Offensichtlich erzeugte die Begegnung mit Gott von Angesicht zu Angesicht solch
eine Ausstrahlung, dass sie sich noch danach widerspiegelt. Mose selbst war das
nicht bewusst - aber Aaron und dem ganzen Volk sehr wohl.
Dieser
Widerschein war so stark, dass die Menschen sich fürchteten: Sie spürten, dass
diese außergewöhnliche Nähe zu Gott ausschließlich Mose vorbehalten war.
Nach der Erfahrung mit den ersten Tafeln, dem Zorn über das goldene Kalb hatten
sie gehörigen Respekt vor Gott gelernt. So verhüllt Mose sein Gesicht mit
einer Decke, damit die Ausstrahlung seiner Begegnung mit Gott sein Volk nicht ängstlich
macht. - Die Decke steht in meinen Augen für einen barmherzigen Umgang mit
Gottes Nähe - sie soll uns nicht verbrennen, sondern uns Orientierung schenken.
Solch eine Ausstrahlung liegt allein bei Gott, sie bleibt den Menschen
verborgen, die sie an sich tragen. Und viele Menschen brauchen etwas Distanz -
wir sind nicht alle Mosetypen, es gibt auch Aaron- und Miriamtypen, die gerne
weiter hinten mitarbeiten.
Glanz
von Gott kann Menschen so verändern, dass es anderen nicht verborgen bleibt.
Und dann entsteht eine Art Respekt, den die Bibel mit einem alten Begriff
„Gottesfurcht“ nennt: Ich spüre, ich habe es mit dem Schöpfer des
Universums zu tun. Und er begegnet uns in schwachen und angefochtenen Menschen.
Es
gibt aber auch Glanz von innen, aus einem von der Liebe veränderten Wesen. Da
wo ein Herz von Gottes Geist angesteckt, be-geist-ert wird. „Herz“ bedeutet
in der Sprache der Bibel meine Personmitte.
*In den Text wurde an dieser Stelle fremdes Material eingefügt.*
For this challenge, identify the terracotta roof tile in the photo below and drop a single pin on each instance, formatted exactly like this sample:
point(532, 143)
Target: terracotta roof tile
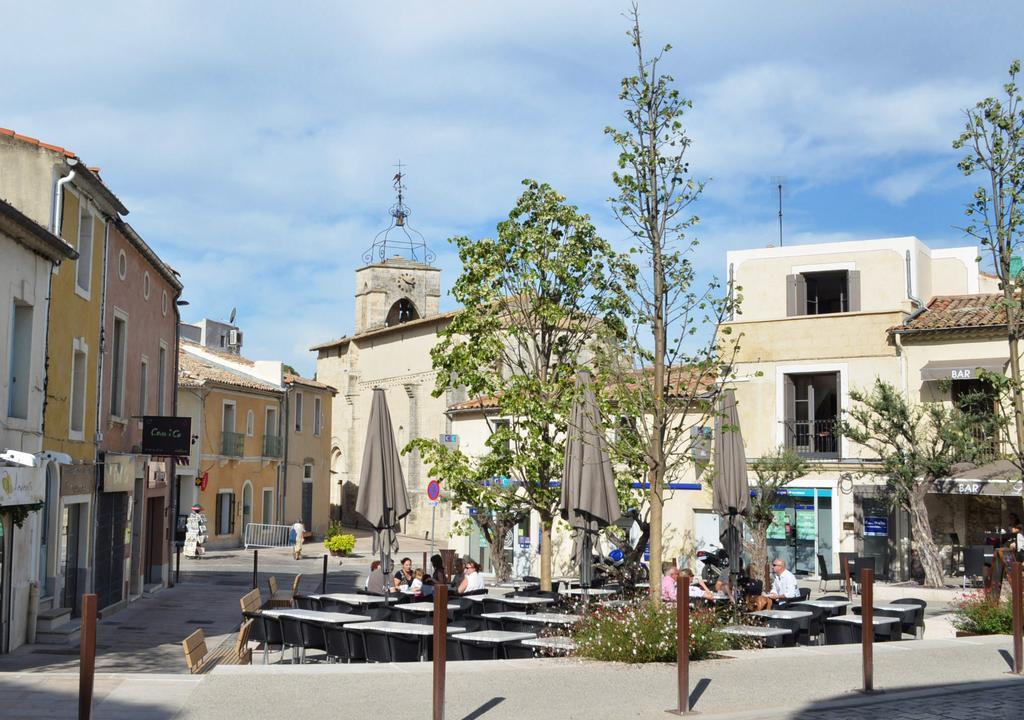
point(956, 312)
point(195, 371)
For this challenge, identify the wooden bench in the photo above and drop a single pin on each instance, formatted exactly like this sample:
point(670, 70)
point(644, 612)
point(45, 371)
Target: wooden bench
point(252, 601)
point(199, 659)
point(282, 598)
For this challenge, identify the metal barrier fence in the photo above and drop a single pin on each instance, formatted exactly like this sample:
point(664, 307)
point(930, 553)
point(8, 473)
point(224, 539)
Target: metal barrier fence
point(260, 536)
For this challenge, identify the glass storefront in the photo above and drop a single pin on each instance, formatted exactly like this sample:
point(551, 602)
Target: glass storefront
point(803, 528)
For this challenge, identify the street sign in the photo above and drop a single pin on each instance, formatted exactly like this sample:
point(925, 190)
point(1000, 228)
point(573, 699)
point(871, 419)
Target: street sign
point(433, 490)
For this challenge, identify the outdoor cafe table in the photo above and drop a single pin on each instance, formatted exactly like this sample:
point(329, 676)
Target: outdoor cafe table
point(426, 607)
point(350, 598)
point(592, 592)
point(314, 616)
point(496, 638)
point(550, 619)
point(834, 607)
point(880, 624)
point(424, 632)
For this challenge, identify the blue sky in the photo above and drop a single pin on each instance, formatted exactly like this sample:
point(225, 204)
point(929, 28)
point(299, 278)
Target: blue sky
point(254, 142)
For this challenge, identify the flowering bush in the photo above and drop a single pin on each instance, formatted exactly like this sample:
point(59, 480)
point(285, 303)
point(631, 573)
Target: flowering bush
point(343, 544)
point(645, 632)
point(980, 615)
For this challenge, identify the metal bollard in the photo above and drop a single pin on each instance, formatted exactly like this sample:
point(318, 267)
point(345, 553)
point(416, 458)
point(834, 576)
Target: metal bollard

Es können glänzende Augen entstehen, wo Begeisterung sich ausbreitet,
die sich auf andere überträgt. Die Hirnforschung hat entdeckt, dass sich
Emotionen wie etwa Begeisterung im Gehirn durch sog. „Spiegelneuronen“ übertragen:
Wir fühlen mit, weil die Gefühle anderer die gleichen Gefühle in uns
hervorrufen können[5].
Ein geistlicher Mensch ist ein Mensch, dem Gottes Geist das Herz angesteckt hat.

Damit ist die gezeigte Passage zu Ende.